Introduction

In the world of big data, managing logs is important for performance. It helps to fix problems and ensures everything runs smoothly. Databricks is a strong cloud platform that uses Apache Spark. It offers different logging options. These help monitor the health and performance of their applications. You look at driver and executor logs, cluster events, or job details. Data engineers and data scientists must know how to access and analyze these logs.

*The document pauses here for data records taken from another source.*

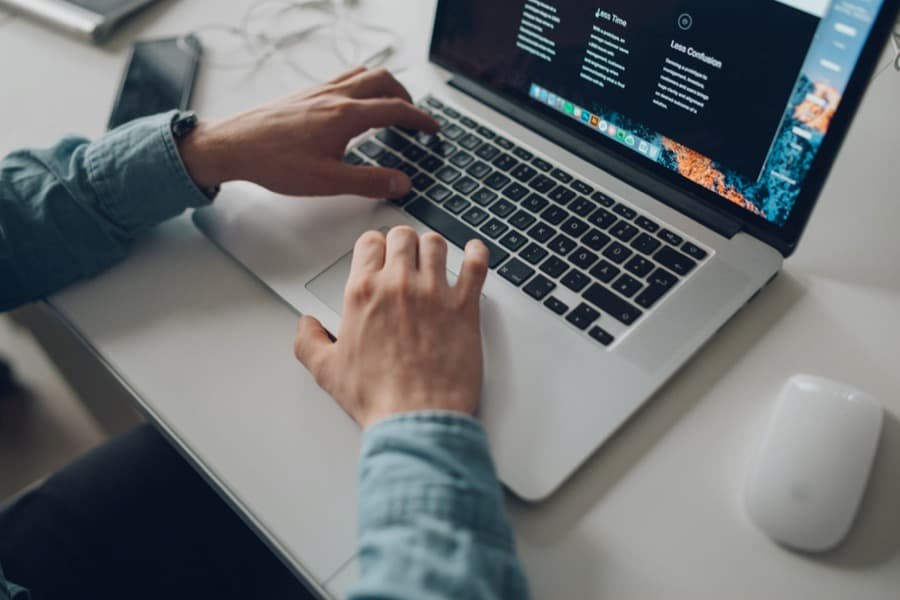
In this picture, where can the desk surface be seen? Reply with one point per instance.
(656, 513)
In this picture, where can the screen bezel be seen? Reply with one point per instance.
(694, 200)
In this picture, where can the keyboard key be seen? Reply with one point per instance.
(479, 170)
(582, 188)
(475, 216)
(675, 261)
(470, 142)
(602, 199)
(539, 288)
(503, 208)
(582, 207)
(371, 149)
(611, 304)
(556, 306)
(646, 244)
(595, 240)
(523, 153)
(561, 175)
(462, 159)
(457, 204)
(465, 186)
(650, 296)
(513, 241)
(535, 203)
(627, 285)
(542, 184)
(448, 174)
(562, 245)
(484, 197)
(456, 232)
(624, 231)
(522, 220)
(639, 266)
(542, 165)
(505, 162)
(602, 218)
(601, 336)
(605, 271)
(562, 195)
(670, 237)
(534, 254)
(574, 227)
(694, 251)
(541, 232)
(523, 173)
(554, 215)
(625, 212)
(646, 224)
(575, 280)
(663, 278)
(554, 267)
(497, 181)
(583, 316)
(393, 139)
(583, 258)
(503, 143)
(515, 191)
(617, 253)
(516, 272)
(438, 194)
(487, 152)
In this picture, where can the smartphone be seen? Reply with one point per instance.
(160, 76)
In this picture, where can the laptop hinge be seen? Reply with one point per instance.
(693, 207)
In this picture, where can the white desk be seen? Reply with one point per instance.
(656, 514)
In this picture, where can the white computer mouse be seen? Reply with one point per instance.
(806, 485)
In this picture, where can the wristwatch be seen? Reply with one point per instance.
(183, 123)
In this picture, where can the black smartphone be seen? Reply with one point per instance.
(160, 76)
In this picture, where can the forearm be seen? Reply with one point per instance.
(432, 519)
(70, 211)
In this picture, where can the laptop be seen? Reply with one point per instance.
(639, 171)
(90, 19)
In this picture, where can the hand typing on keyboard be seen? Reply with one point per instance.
(408, 340)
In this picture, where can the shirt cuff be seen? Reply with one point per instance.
(431, 465)
(139, 175)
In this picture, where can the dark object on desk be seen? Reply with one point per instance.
(90, 19)
(160, 76)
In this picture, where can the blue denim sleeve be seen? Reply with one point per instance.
(70, 211)
(432, 518)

This post will help you understand the various types of logs in Databricks. You will learn how to access them through the user interface, the Spark UI, and the REST API. Additionally, we will provide tips for connecting with outside logging tools. We will also discuss common issues you may find in these logs and best practices for managing them effectively. By the end of this article, you’ll know how to use logging features in Databricks. These features will help improve your data processing tasks. You will also learn how to solve problems more efficiently.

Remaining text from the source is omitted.